My sense is that most crimes (and most dollar-loss to crime) are small/midsize thefts; hundreds or thousands of dollars, not more. Thefts big enough to set you up for a lifetime are freakishly rare compared to the number of criminals. And that means to have a tolerable lifestyle as a criminal, you have to commit lots of offenses -- so even a small chance of being caught for each mugging or burglary starts to add up.
Yeah, I agree with this. I'd be surprised if the chance was as high as .25, but the principle is the same; career criminals can count on eventually being arrested.
That said, the original context of this discussion was the behavior-modification effects of prison policy on the not-yet-arrested population, and from a behavior modification point of view a punishment that usually fails to kick in for the first several crimes doesn't do much to deter those first few crimes.
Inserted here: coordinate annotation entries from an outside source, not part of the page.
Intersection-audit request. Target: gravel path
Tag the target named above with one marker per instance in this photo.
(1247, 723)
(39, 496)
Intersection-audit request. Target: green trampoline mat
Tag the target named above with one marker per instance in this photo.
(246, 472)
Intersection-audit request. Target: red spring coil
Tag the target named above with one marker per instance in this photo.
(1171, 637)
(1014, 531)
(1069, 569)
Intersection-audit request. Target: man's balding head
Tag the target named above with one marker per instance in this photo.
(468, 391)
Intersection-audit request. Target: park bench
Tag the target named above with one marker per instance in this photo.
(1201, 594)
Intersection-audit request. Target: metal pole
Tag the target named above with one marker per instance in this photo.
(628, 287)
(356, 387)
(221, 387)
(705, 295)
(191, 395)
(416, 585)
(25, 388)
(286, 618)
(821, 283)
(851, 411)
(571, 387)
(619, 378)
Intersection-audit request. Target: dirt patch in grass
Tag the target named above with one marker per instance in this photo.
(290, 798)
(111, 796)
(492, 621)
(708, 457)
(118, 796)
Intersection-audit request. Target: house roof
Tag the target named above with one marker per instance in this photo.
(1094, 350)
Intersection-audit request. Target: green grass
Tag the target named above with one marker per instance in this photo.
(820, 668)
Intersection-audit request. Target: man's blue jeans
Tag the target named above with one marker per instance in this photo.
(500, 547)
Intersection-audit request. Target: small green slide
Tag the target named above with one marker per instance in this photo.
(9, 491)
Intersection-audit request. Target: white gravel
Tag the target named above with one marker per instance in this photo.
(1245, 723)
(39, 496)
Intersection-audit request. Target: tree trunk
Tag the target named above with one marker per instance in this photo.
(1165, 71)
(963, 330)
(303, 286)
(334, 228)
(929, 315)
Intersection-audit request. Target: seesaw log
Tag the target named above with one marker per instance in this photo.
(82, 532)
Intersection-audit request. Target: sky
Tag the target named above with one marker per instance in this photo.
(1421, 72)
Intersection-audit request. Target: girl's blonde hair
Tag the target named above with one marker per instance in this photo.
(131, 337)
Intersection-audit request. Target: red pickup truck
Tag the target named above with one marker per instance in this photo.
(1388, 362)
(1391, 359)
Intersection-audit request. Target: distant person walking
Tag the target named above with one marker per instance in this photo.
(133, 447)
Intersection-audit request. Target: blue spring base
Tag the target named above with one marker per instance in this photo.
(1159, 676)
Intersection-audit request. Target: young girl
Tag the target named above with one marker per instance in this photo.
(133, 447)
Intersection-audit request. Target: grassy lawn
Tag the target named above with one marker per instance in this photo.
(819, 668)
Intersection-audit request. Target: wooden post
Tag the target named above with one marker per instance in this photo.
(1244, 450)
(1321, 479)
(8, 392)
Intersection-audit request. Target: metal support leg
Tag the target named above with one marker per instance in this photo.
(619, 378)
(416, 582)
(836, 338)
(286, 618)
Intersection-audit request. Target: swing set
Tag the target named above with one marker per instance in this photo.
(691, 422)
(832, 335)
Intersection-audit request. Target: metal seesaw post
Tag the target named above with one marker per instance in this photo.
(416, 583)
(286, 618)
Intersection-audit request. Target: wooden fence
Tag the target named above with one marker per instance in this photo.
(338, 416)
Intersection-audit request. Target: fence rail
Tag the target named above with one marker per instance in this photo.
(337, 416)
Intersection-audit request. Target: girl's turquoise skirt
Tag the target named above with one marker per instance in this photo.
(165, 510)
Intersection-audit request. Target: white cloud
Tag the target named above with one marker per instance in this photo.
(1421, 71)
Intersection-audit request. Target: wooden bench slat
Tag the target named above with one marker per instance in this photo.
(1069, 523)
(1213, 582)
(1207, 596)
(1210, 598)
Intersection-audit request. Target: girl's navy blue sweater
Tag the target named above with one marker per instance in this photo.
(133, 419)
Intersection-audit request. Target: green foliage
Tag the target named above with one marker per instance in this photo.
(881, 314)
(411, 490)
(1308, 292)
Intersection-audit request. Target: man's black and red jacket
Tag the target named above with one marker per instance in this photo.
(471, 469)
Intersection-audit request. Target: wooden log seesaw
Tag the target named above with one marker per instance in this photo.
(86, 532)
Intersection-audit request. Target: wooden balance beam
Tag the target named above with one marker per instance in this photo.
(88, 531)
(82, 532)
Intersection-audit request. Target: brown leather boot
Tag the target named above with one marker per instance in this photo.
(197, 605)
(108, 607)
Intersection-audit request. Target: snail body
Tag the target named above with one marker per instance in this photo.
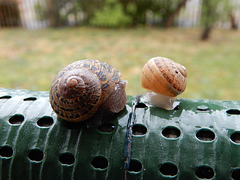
(86, 87)
(164, 79)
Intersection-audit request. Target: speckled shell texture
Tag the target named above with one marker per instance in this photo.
(164, 76)
(81, 102)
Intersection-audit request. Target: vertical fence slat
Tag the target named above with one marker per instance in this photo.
(24, 13)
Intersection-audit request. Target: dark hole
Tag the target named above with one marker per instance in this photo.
(30, 99)
(16, 119)
(100, 162)
(67, 158)
(171, 132)
(235, 137)
(139, 129)
(35, 155)
(45, 121)
(141, 105)
(135, 166)
(203, 108)
(233, 111)
(5, 97)
(204, 172)
(169, 169)
(106, 127)
(236, 174)
(6, 151)
(205, 135)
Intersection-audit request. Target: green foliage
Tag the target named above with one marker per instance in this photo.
(213, 11)
(111, 15)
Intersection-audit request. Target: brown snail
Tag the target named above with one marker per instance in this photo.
(86, 89)
(164, 79)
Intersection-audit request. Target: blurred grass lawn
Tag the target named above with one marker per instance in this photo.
(31, 59)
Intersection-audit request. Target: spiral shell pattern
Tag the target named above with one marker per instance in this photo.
(80, 88)
(164, 76)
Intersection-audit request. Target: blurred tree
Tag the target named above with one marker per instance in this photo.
(111, 15)
(213, 11)
(234, 24)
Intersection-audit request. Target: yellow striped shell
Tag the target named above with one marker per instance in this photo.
(164, 76)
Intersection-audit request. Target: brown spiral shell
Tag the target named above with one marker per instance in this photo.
(164, 76)
(80, 88)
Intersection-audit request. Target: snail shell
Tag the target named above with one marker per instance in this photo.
(165, 79)
(164, 76)
(82, 88)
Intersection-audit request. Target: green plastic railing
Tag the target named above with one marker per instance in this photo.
(200, 139)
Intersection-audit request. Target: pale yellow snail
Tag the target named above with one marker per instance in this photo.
(87, 89)
(164, 79)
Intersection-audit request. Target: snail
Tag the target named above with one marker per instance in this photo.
(164, 79)
(87, 89)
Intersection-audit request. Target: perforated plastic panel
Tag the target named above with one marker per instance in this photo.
(200, 139)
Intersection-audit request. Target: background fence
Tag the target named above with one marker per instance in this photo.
(36, 14)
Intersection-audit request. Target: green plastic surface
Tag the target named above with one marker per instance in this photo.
(198, 140)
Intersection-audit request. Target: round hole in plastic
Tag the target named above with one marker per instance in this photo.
(106, 128)
(168, 169)
(235, 137)
(35, 155)
(233, 112)
(141, 105)
(205, 135)
(171, 132)
(139, 129)
(6, 151)
(6, 97)
(236, 174)
(100, 162)
(177, 107)
(30, 99)
(16, 119)
(203, 108)
(204, 172)
(45, 121)
(135, 166)
(67, 158)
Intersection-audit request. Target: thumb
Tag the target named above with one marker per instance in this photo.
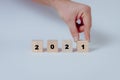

And making the punishment more and more severe doesn't help the deterrence factor all that much in that situation, which was my original point.
Disagree. It deters the first crime. It's deterrent power will decrease for subsequent crimes (until caught) unless the criminal has friends who have been caught.
Can you say more about the mechanism whereby increasing the severity of a punishment I am confident won't apply to my first crime deters my first crime? That seems pretty implausible to me.
If committing a crime required playing Russian Roulette, a gun with a bullet in it would be more of a deterrent than a gun with a paintball in it. Yes?
In that case, why aren't you stealing money and donating to SIAI? ;)
But seriously, there are countries where your comment is actually true. You can tell the difference pretty easily.
To be honest, I'm not convinced that it isn't true even in first-world countries. Solve rates for murders in the US appear to be around 66% as of 2007. I haven't directly been able to dig up solve rates for crimes in general, but clearance rates (the rate of crimes prosecuted to crimes reported) are available, and are well under 50% for pretty much everything except murder. Most prosecuted crimes appear to result in convictions, but this still says to me that TheOtherDave's got it right, at least in a US context and assuming that most reports aren't frivolous.
YMMV for other nations.
ETA: Looking over these statistics again, I strongly suspect that the "solve" figures you find in various places are in fact identical to the clearance rates I refer to. So the reports-to-convictions ratio would be significantly lower -- compare conviction rates for cases brought to court.
I infer that your intuitions differ from mine but you don't have any cites handy either.
Fair enough.
Updated, to a degree proportional to my confidence in the reliability of your intuition on this matter, in your direction.